The major operating milestones affecting or pertaining to the Company are: (i) to make initial acquisitions in the regulated and voluntary carbon offset and sequestration sectors; and (ii) to seek to resume trading on a stock exchange in Canada. There is no assurance any of the above will occur.
The Company has no off-balance sheet arrangements as at the date of this MD&A.
The Company has no undisclosed proposed transactions as at the date of this MD&A.
The Company has not adopted any new accounting policies, nor does it expect to adopt any new accounting policies during the remainder of fiscal 2021, including changes to be made voluntarily or those due to a change in an accounting standard or a new accounting standard that the Company does not have to adopt until a future date.
For a discussion of financial instruments, and the risks associated therewith, see Note 8 to the Company’s unaudited condensed consolidated interim financial statements for the three and six months ended December 31, 2020. The Company’s financial assets consist of cash, whereas the Company’s financial liabilities consist of accounts payable and accrued liabilities and amounts due to related parties. It is management’s opinion that the Company is not exposed to significant interest, currency or credit risks arising from these financial instruments. The fair value of these instruments approximates their carrying value due to the short-term nature of their maturity.

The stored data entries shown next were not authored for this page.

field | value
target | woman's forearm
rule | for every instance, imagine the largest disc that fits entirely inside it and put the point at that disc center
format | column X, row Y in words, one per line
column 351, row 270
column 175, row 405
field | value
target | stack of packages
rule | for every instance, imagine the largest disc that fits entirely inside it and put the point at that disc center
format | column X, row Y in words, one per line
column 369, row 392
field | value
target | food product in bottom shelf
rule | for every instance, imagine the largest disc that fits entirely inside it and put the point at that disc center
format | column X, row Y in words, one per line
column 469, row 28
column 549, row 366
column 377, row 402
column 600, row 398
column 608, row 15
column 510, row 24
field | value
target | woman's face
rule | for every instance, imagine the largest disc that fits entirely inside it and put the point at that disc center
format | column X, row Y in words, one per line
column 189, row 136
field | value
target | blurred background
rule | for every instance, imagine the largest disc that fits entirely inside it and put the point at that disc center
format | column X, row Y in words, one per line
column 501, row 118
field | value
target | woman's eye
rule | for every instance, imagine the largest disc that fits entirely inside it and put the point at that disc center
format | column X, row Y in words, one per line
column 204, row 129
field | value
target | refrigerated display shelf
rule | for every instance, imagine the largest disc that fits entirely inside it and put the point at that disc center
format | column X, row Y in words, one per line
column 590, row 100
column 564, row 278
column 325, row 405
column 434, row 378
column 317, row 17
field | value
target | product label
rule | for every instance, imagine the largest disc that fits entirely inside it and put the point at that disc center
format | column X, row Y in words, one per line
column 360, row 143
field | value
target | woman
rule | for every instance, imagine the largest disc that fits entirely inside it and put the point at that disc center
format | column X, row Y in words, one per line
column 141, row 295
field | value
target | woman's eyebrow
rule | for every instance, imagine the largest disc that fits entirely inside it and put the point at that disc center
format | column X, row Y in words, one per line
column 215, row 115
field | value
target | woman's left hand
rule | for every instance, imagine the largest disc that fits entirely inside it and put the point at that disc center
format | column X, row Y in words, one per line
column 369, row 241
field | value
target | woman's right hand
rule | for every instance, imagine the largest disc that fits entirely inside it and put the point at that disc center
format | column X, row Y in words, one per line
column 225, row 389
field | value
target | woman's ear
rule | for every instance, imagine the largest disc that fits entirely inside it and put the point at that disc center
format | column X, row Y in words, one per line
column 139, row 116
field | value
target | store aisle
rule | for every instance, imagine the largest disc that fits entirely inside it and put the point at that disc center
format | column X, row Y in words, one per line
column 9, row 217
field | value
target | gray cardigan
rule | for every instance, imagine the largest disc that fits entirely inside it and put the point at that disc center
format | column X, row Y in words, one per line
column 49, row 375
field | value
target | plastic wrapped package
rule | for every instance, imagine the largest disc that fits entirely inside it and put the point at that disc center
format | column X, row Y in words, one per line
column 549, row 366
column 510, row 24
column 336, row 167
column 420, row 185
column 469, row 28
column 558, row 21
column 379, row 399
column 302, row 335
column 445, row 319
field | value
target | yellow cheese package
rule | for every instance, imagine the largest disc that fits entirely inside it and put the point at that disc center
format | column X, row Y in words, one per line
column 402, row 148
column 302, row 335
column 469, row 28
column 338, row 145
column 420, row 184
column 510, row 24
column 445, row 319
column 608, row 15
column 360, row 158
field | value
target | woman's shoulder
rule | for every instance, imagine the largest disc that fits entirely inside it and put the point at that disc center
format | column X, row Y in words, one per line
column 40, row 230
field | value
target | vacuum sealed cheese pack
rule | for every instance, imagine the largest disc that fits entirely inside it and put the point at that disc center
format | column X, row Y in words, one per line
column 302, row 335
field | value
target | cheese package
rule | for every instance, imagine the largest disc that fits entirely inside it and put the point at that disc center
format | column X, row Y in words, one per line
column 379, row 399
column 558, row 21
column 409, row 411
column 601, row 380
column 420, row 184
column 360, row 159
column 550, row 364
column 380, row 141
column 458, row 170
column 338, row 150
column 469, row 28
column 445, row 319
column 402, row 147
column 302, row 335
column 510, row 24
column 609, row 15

As at the date of this MD&A, the Company has 34,495,636 common shares issued and outstanding, 19,130,000 warrants exercisable at $0.125 per share until between April 22 and December 22, 2025 and 14,670,000 warrants exercisable at $0.75 per share until January 27, 2026. There are no other securities outstanding in the capital of the Company as of the date of this MD&A.
In March 2020, the World Health Organization declared coronavirus COVID-19 a global pandemic. This contagious disease outbreak and any related adverse public health developments may adversely affect workforces, economies, and financial markets globally, potentially leading to an economic downturn. It is not possible for the Company to predict the duration or magnitude of the adverse results of the outbreak and its effects on the Company’s business or results of operations at this time.